The force is put in the position of either acting without reason, without compassion, without moral justification, or without pay. (That last bit hurts most.)
The most likely solution, if they are moral enough not to turn marauder themselves, is to declare, "We are the rights-protection force for the community, and those who wish to live here will be required to support us. Remember: there are people who will steal what you have, and for them it is pure profit, while we provide a valuable service for your money." Is such a suggestion moral? Not entirely, if only voluntary interactions are moral. Nonetheless, some people will accept without question. Wiser members of the community are unlikely to do so without some say in what rights the force will protect, and what sort of force they will use. They will insist that such a force be subordinated to the people by a set of rules determined by the community at large, and that the community select some of its most respected members to be consulted on the application of those rules when urgency allows. Then, and only then, will they agree to allow and support such a force, at a rate agreed on by the community. If enough do, then the holdouts will be irrelevant to the imposition of the program, and it will go through anyway; most will at least provisionally cooperate so they can help limit a system that has admitted benefits. If it becomes intolerable, they will raise a force of their neighbors and dispose of their oppressive "protectors".

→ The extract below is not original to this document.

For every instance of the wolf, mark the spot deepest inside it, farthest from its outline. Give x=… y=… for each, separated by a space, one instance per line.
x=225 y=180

This is a best-case scenario; in many cases the force that becomes predominant will be more oppressive than what I describe. It is at least a local minimum of oppression, on the one side of which you have no organized opposition to marauding oppressors, and on the other side of which the protectors become oppressive. But in this best-case scenario, government has spontaneously arisen: you have a body of laws determined by some democratic system, applied by judges, enforced by police, and funded by taxation. I believe this is the minimum of infringement on the absolute rights of the people that can have stable existence.